Prof. Dr Aşur: An’a tutsak olanlar gerçeği göremez
Mardin Artuklu Üniversitesi İslami İlimler Fakültesi Öğretim Görevlisi Prof. Dr. Vasfi Aşur Ebu Zeyd, Aksa Tufanı sonrası yaşananlar ve esir takasına dair önemli açıklamalarda bulundu.

Aksa Tufanı sonrası yaşanan gelişmeler hakkında İLKHA’ya yazılı açıklamada bulunan Prof. Dr. Vasfi Aşur Ebu Zeyd, bu surecin işgal rejimini diz çöktürdüğünü vurguladı.

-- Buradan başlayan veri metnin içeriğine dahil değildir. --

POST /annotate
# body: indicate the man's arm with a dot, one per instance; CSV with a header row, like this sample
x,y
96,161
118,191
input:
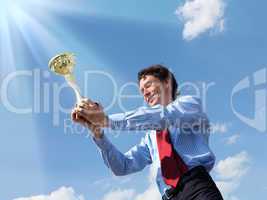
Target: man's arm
x,y
183,110
122,164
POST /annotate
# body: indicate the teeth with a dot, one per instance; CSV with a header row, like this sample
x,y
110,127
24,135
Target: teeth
x,y
151,97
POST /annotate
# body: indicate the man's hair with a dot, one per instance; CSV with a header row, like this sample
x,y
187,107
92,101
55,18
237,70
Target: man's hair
x,y
162,73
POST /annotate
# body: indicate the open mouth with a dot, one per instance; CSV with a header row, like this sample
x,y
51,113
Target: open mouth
x,y
152,97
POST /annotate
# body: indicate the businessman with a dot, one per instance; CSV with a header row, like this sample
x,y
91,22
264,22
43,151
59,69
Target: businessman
x,y
176,143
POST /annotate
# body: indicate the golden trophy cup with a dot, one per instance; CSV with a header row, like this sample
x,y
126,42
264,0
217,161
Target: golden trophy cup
x,y
63,65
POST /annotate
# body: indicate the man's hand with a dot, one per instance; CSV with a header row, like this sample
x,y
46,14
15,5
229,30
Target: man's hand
x,y
76,117
92,112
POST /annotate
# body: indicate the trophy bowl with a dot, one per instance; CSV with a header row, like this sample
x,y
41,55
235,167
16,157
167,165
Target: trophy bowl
x,y
62,64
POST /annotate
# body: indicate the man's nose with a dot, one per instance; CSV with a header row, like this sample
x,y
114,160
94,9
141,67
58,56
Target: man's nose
x,y
146,93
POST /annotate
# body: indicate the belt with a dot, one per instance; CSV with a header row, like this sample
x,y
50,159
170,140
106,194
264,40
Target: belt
x,y
191,174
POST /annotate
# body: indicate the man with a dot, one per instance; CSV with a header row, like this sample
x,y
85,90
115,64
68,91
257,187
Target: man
x,y
176,142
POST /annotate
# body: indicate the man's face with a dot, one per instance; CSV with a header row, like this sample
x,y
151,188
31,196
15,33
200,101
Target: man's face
x,y
154,91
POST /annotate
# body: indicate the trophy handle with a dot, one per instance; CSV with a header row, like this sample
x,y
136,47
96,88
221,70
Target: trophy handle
x,y
71,81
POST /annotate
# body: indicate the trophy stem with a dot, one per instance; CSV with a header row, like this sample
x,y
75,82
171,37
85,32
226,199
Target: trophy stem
x,y
71,81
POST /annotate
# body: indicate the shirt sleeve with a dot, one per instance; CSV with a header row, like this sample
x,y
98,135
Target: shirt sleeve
x,y
186,109
122,164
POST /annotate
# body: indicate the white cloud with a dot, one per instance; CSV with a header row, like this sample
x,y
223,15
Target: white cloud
x,y
233,167
63,193
233,139
200,16
120,195
130,194
229,172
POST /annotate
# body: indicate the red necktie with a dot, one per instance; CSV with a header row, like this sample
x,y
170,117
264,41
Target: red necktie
x,y
172,166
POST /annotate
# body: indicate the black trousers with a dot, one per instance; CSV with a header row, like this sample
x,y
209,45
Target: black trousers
x,y
197,184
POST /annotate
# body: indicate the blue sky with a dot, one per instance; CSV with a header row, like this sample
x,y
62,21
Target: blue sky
x,y
204,42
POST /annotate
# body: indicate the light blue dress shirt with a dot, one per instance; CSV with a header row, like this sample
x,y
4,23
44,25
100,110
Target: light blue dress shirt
x,y
188,126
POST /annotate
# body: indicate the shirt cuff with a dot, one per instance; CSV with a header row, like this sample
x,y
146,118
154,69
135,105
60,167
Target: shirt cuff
x,y
103,143
117,121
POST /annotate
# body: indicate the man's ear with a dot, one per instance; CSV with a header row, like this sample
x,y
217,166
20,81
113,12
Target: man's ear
x,y
168,82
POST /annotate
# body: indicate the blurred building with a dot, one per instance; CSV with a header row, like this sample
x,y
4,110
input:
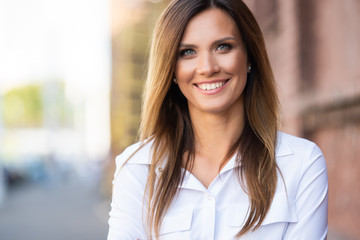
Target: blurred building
x,y
132,23
314,47
315,54
54,82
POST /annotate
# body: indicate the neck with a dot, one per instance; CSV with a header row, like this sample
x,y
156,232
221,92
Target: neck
x,y
215,133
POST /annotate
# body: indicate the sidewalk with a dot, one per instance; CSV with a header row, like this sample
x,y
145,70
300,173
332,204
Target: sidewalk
x,y
57,211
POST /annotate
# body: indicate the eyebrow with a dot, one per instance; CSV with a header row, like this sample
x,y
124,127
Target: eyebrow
x,y
185,45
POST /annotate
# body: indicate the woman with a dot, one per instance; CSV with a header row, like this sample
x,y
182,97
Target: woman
x,y
211,163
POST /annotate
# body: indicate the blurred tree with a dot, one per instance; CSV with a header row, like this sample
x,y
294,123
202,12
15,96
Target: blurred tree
x,y
22,107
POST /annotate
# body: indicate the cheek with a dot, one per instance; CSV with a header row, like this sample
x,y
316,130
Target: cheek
x,y
236,63
184,71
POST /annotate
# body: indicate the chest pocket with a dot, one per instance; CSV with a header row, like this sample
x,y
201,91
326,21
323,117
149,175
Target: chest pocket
x,y
176,225
282,212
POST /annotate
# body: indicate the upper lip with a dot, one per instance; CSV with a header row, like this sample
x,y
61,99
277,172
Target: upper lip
x,y
212,81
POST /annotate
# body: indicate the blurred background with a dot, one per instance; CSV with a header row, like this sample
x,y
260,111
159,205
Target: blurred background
x,y
71,76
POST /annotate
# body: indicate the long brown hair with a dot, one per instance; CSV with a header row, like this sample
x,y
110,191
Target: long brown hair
x,y
166,120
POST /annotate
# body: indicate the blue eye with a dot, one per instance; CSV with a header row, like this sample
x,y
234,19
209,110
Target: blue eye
x,y
224,47
186,52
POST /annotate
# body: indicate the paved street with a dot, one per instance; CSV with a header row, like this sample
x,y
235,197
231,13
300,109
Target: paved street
x,y
67,209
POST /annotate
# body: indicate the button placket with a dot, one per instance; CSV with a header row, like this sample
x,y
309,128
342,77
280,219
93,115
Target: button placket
x,y
209,217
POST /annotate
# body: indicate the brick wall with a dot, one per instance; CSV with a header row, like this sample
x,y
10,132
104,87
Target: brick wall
x,y
315,54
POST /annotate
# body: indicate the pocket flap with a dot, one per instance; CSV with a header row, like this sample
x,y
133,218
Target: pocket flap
x,y
177,221
282,210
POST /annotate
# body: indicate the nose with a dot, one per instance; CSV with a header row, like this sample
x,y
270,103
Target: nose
x,y
207,65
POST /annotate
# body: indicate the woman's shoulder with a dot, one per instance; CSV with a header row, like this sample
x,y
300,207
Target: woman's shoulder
x,y
137,153
288,144
297,154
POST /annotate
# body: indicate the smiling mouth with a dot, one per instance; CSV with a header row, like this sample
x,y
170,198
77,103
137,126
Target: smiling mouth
x,y
211,86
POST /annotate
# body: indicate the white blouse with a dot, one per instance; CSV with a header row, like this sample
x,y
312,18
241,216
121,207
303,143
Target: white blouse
x,y
219,211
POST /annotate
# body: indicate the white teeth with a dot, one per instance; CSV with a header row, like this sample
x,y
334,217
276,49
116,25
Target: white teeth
x,y
211,86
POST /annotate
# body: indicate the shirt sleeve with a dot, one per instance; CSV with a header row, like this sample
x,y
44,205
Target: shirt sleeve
x,y
126,214
311,199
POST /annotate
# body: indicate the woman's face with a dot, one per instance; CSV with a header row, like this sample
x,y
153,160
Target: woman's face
x,y
212,65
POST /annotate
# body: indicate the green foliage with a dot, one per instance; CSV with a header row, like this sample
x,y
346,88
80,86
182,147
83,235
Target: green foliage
x,y
22,107
37,106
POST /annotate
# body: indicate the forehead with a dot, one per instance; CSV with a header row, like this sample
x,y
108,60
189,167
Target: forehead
x,y
212,23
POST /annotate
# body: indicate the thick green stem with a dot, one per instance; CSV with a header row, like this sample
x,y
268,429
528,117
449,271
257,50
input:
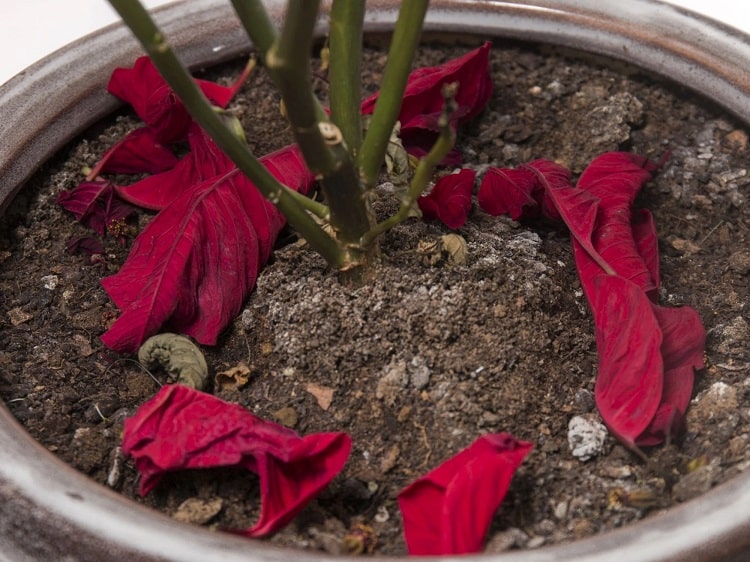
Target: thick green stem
x,y
406,37
320,141
171,68
345,39
255,20
425,168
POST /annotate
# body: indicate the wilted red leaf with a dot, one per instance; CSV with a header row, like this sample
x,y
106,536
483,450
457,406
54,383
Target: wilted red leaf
x,y
181,428
195,263
450,199
647,353
615,178
95,205
138,152
167,120
156,104
449,510
423,98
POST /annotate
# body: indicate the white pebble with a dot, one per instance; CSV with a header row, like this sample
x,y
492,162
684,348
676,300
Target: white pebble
x,y
586,437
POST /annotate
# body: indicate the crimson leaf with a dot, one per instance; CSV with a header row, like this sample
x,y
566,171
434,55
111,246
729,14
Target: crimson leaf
x,y
194,264
181,428
449,509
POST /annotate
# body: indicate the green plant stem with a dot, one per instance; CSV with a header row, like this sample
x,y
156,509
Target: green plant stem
x,y
406,37
257,24
166,61
425,168
287,61
345,40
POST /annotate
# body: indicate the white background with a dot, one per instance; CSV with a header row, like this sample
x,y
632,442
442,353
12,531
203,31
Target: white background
x,y
31,29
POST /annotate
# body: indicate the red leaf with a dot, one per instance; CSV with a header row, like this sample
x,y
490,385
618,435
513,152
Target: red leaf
x,y
683,344
423,99
449,510
646,240
513,192
181,428
647,354
203,162
138,152
156,104
94,204
628,340
450,199
615,178
195,263
643,395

Ebu Zeyd, “Bugün, Aksa Tufanı’nda yaşananları sorgulayan ve hâlâ sorgulamaya devam eden birçok kişi var. Büyük bir cesaretle, ‘Ne söylenirse söylensin, kim neyi öne sürerse sürsün, ne kadar zafer olarak lanse edilirse edilsin, yaşananlar aslında Filistin halkı ve direnişi için büyük bir yenilgidir’ diyorlar. Buna gerekçe olarak ise, altyapının yıkımını, okulların, hastanelerin ve camilerin yerle bir edilmesini, öldürülen erkek, kadın, çocuk ve yaşlıların sayısını, ayrıca bu savaşın bıraktığı yaralıları, sakat kalanları ve kronik hastalıkları gösteriyorlar. Ancak bana göre bu bakış açısının yanılgısı, tamamen ‘şu anın içine sıkışıp kalmaktan’ kaynaklanıyor. Kısaca, ‘an’a tutsak olma’ hâli denilebilir. Bu, insanın aklıyla, düşüncesiyle, bakışıyla ve vizyonuyla tamamen bugüne hapsolmasıdır. Böyle olunca da kişi, ayaklarının ucundan ötesini göremez; tarihi, Allah’ın işgal ve direniş konusundaki yasalarını dikkate almaz.” ifadelerini kullandı.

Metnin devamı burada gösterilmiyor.